I sure don't. There was a very old woman that lived in the house when we moved here a few years ago. I am sure that she must have planted it at least 10-15 years ago.
I am going to try and get some of the little saplings that are around the bottom that are branching out.I hope they will take off and bloom for me.
I'm looking at the size of the florets and I'm inclined to think that this is not "occidentale" but rather "forsterianum." "Occidentale" is more like an azalea than a rhodie with smallish florets. "Forsterianum" has typical rhodie-sized florets. They're both fragrant, but "forsterianum" has a more tropical fragrance. "Occidentale" is typically spicy in fragrance. I guess the real deciding factor is whether it is deciduous. "Occidentale" is deciduous, "forsterianum" not.

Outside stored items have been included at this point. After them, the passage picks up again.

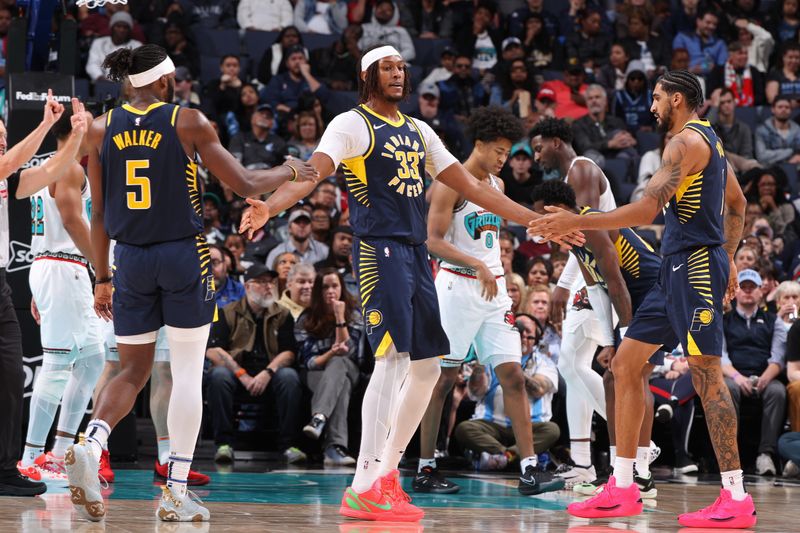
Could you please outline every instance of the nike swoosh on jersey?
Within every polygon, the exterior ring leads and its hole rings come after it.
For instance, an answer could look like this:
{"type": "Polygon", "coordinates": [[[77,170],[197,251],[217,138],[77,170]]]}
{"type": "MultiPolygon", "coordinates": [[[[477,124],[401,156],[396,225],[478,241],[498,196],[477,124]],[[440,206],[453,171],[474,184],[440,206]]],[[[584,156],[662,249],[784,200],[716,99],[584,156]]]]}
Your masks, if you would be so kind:
{"type": "Polygon", "coordinates": [[[683,263],[681,263],[680,265],[678,265],[676,267],[672,267],[672,271],[673,272],[677,272],[682,266],[683,266],[683,263]]]}
{"type": "Polygon", "coordinates": [[[372,129],[374,129],[374,130],[379,130],[379,129],[381,129],[382,127],[384,127],[385,125],[386,125],[386,124],[381,124],[381,125],[376,125],[376,124],[373,124],[373,125],[372,125],[372,129]]]}

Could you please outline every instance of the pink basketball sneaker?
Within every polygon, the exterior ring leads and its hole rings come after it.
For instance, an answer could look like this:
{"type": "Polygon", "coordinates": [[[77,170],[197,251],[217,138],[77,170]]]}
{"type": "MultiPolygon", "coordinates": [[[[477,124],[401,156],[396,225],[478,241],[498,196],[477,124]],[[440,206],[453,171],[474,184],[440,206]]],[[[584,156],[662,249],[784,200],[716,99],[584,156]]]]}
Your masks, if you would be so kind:
{"type": "Polygon", "coordinates": [[[580,518],[633,516],[642,512],[642,498],[636,483],[621,489],[617,487],[614,476],[611,476],[600,493],[586,501],[571,503],[567,512],[580,518]]]}
{"type": "Polygon", "coordinates": [[[694,513],[685,513],[678,522],[687,527],[713,527],[741,529],[756,525],[756,508],[748,494],[742,500],[734,500],[731,491],[720,489],[717,501],[694,513]]]}

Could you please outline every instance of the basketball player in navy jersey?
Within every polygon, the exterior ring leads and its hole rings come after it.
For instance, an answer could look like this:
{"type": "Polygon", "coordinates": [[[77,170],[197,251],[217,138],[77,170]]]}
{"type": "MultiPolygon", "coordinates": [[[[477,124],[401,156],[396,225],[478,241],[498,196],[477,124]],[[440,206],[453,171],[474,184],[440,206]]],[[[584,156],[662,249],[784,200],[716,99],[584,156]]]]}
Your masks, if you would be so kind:
{"type": "Polygon", "coordinates": [[[269,192],[292,179],[315,181],[318,174],[294,161],[245,170],[202,113],[167,103],[175,67],[160,46],[122,48],[103,66],[110,79],[129,81],[133,95],[130,104],[96,119],[88,133],[95,311],[114,320],[121,369],[98,397],[85,443],[66,454],[72,503],[90,520],[105,516],[98,459],[111,429],[147,382],[156,334],[166,326],[174,383],[167,415],[172,449],[156,515],[164,521],[204,521],[208,510],[186,491],[202,416],[205,346],[216,314],[196,160],[199,156],[242,196],[269,192]],[[110,239],[116,241],[113,278],[110,239]]]}
{"type": "MultiPolygon", "coordinates": [[[[425,245],[425,171],[502,218],[527,224],[538,216],[479,182],[427,124],[400,113],[398,103],[410,91],[408,67],[397,50],[365,52],[361,104],[331,121],[309,159],[322,176],[339,163],[344,167],[356,237],[354,273],[376,358],[362,406],[356,475],[339,511],[363,520],[423,517],[403,492],[397,465],[439,377],[438,356],[450,353],[425,245]]],[[[287,184],[267,202],[248,200],[253,207],[242,215],[240,230],[252,233],[270,213],[291,207],[313,188],[287,184]]]]}
{"type": "Polygon", "coordinates": [[[663,209],[664,259],[658,283],[645,297],[612,361],[616,380],[617,460],[605,490],[568,512],[585,518],[629,516],[642,511],[633,483],[636,438],[644,413],[642,366],[656,349],[679,342],[688,356],[692,382],[703,402],[706,422],[722,475],[720,497],[700,511],[682,514],[689,527],[747,528],[756,523],[753,500],[744,490],[737,420],[722,375],[722,306],[736,289],[733,255],[741,238],[746,202],[711,125],[697,116],[703,91],[685,70],[659,78],[651,111],[659,129],[674,137],[662,167],[637,202],[608,213],[580,216],[548,206],[531,224],[545,238],[578,228],[615,229],[649,224],[663,209]],[[727,253],[727,254],[726,254],[727,253]]]}

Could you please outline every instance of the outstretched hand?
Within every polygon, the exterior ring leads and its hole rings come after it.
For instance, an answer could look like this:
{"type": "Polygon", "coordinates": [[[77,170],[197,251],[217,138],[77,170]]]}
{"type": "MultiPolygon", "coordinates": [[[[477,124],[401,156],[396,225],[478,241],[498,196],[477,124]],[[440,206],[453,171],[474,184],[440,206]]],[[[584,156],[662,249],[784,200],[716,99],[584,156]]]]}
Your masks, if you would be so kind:
{"type": "Polygon", "coordinates": [[[250,204],[250,207],[242,213],[242,221],[239,222],[239,233],[247,233],[247,238],[252,239],[253,234],[269,220],[269,207],[267,207],[267,202],[257,198],[245,198],[245,202],[250,204]]]}
{"type": "Polygon", "coordinates": [[[56,102],[53,98],[53,89],[47,89],[47,97],[44,101],[44,117],[42,122],[49,128],[64,114],[64,106],[56,102]]]}
{"type": "Polygon", "coordinates": [[[544,208],[550,214],[531,220],[528,223],[528,235],[566,247],[583,246],[586,237],[578,230],[579,215],[552,205],[544,208]]]}
{"type": "Polygon", "coordinates": [[[288,156],[283,164],[292,167],[295,172],[297,172],[297,177],[294,181],[299,183],[306,181],[319,181],[319,171],[302,159],[296,159],[292,156],[288,156]]]}
{"type": "Polygon", "coordinates": [[[89,130],[89,119],[86,116],[86,109],[83,103],[77,98],[72,99],[72,135],[83,136],[89,130]]]}
{"type": "Polygon", "coordinates": [[[730,264],[730,274],[728,274],[728,289],[725,291],[725,299],[723,303],[729,304],[734,298],[736,298],[736,291],[739,290],[739,272],[736,269],[736,264],[734,264],[733,259],[728,261],[730,264]]]}

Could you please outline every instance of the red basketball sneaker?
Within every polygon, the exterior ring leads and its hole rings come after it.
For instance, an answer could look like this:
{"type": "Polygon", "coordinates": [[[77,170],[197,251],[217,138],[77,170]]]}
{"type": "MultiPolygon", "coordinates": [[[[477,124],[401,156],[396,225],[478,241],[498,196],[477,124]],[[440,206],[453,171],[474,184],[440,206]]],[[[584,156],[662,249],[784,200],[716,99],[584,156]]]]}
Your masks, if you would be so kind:
{"type": "Polygon", "coordinates": [[[339,514],[359,520],[402,520],[395,516],[394,508],[395,504],[392,499],[381,490],[381,480],[379,479],[365,492],[358,493],[353,490],[353,487],[347,487],[342,496],[339,514]]]}
{"type": "Polygon", "coordinates": [[[97,472],[100,481],[105,480],[106,483],[114,483],[114,471],[111,470],[111,454],[108,450],[103,450],[100,454],[100,470],[97,472]]]}
{"type": "Polygon", "coordinates": [[[569,504],[567,512],[580,518],[633,516],[642,512],[642,498],[636,483],[621,489],[617,487],[614,476],[611,476],[599,494],[586,501],[569,504]]]}
{"type": "MultiPolygon", "coordinates": [[[[167,465],[166,463],[162,465],[161,463],[158,462],[158,459],[156,459],[156,466],[155,466],[156,478],[158,478],[160,481],[166,481],[168,468],[169,465],[167,465]]],[[[189,470],[189,478],[186,480],[186,484],[191,485],[193,487],[197,487],[200,485],[208,485],[210,481],[211,478],[208,477],[207,475],[201,474],[200,472],[195,472],[194,470],[189,470]]]]}
{"type": "Polygon", "coordinates": [[[411,496],[403,490],[400,484],[400,472],[392,470],[378,481],[381,482],[381,490],[394,502],[394,512],[402,522],[416,522],[422,520],[425,512],[411,503],[411,496]],[[402,518],[401,518],[402,517],[402,518]]]}
{"type": "Polygon", "coordinates": [[[756,508],[753,498],[748,494],[744,500],[734,500],[731,491],[720,489],[717,501],[693,513],[678,517],[678,522],[686,527],[713,527],[741,529],[756,525],[756,508]]]}

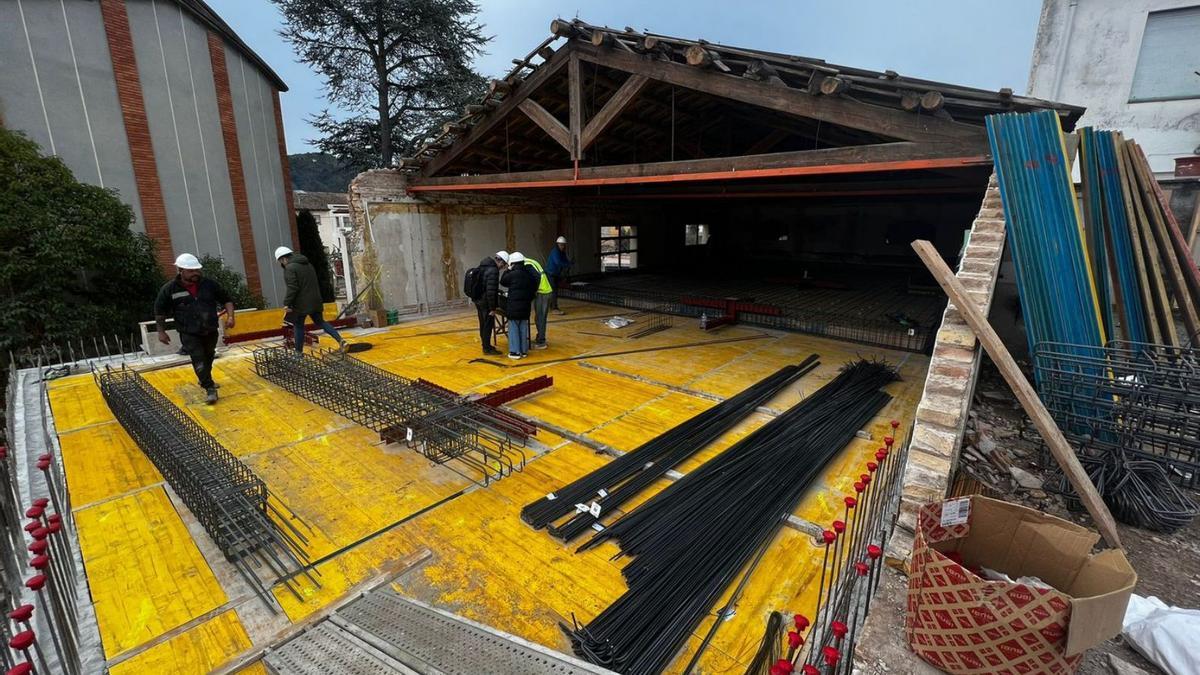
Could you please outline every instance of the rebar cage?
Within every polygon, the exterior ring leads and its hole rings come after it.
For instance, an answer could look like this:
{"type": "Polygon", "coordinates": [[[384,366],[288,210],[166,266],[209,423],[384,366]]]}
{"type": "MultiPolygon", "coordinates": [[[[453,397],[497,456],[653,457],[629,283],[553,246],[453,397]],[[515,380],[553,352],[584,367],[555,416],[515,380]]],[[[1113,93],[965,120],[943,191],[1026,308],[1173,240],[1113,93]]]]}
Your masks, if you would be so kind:
{"type": "Polygon", "coordinates": [[[1042,342],[1033,361],[1042,402],[1081,454],[1123,452],[1200,486],[1200,352],[1042,342]]]}
{"type": "MultiPolygon", "coordinates": [[[[389,443],[405,443],[436,464],[487,485],[525,467],[534,426],[484,401],[410,380],[330,350],[254,352],[254,370],[283,389],[348,417],[389,443]],[[451,461],[453,460],[453,462],[451,461]]],[[[550,382],[546,378],[547,383],[550,382]]]]}
{"type": "Polygon", "coordinates": [[[297,599],[297,575],[320,586],[300,528],[311,529],[262,479],[136,371],[106,367],[94,377],[117,421],[271,611],[278,603],[260,571],[297,599]]]}

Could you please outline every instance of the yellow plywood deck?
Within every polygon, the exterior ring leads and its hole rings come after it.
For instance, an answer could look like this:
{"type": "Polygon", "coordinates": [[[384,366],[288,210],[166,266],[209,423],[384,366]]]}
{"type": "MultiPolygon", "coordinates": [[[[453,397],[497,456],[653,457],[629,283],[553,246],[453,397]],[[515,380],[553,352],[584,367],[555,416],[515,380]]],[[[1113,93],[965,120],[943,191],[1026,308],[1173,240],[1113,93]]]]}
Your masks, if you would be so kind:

The flowers do look very similar to Forsterianum, as Jimbob said. However, I don't know that forsterianum is hardy enough to have made it for the number of years that your plant has. Forsterianum is hardy to around 20deg. and on a fair number of occasions in the last 50 years, Toledo has dropped well below 20 deg. Not for real long stretches of time, but long enough. hmmmmm...
Actually, I went out and looked at my little occidentale, which is technically a deciduous species , and it still has at least half of it's leaves. I can see that it would be possible that in an area almost 2 zones warmer than I am, that it might hold it's leaves until the new ones are set. And a bush of that age should have slightly larger flowers than a plant that's considerably younger. Forsterianum also holds it's leaves for 3 years, the one in the picture only has one years worth of leaves on it. So, it might not be occidentale, but it doesn't seem likely that it's forsterianum. It could very well be a select strain of occidentale as well since their are many rhododendron and azalea growers around the area of Toledo
Wow, you are very knowledgeable about these plants. I hope some day I will know half as much. It belongs to a close neighbor but I am hoping to get a cutting of sorts. Any recomendations along that line?
Well Mike, if it is occidentale... it will grow just fine in your location. Actually it would be one of the better of it's kind for there. However, if it's not occidentale, then...who knows! Forsterianum is only hardy down to zone 9. Don't feel too bad Mike, I share the same woes at times :-p
Thanks Gourdbeader, and really it's just that kind of plant that I know all right. You might ask the propagation question on that forum. I've seen it done plenty of times and know the general rules. However, I've only done it a couple of times myself. For cuttings, the best time to take them is when the soft wood is just starting to harden, which is late summer/early fall. you only take a small part of the branch. scrape a very thin layer of the bark off of about the bottom half inch of the branch. Dip it in rooting hormone and stick it in a seed tray or pot of very loose fluffy soil. something like a mixture of vermiculite and peat moss would be good. Then it need to be kept somewhere that doesn't drop below 55 deg. for a few months with consistent moisture. However, if you just want to do one or two, layering has a very high success rate. i've layered a few things before. If you can find someplace that has air layering pots, which are pretty cheap, you follow the directions on the pot. Mostly you put the pot around the branch (scratch the bark a little first) you're gowing to cut off. You can do a larger branch than with cuttings. Fill the pot with a loose potting medium, similar to cuttings, water well and your set to leave it there on the plant for a couple of months. make sure you water regularly. In a few months, when their are good roots in the pot, you cut the branch off below the pot. Remove the pot. Then plant your new plant out. It might not be a bad idea to transition it to a real pot for a while and then in the ground.
But, you might also keep in mind, that there really are some very good rhododendron nurseries that carry it, that are within a reasonable drive time. While it will cost some for the gas and plant, you can get a plant that you might see get close to the size of the one in the picture within 20 years. They will get to that height plenty soon, but to have trunks and character like that one is going to take a long time. As I mentioned above, there are strains of occidentale around as well. If you go looking for one, you could call nurseries ahead of time, and ask them if their carry select strains of it that either have: larger flowers, darker blotches, pink veined flowers, and there's even a double flowered strain.
That's a good sign! It's Sounds as if it's just waiting to get a head start on spring. But, that also means that it's quite likely 'occidentale' and the good part is then that it would be hardy enough that Mqiq77 could grow it!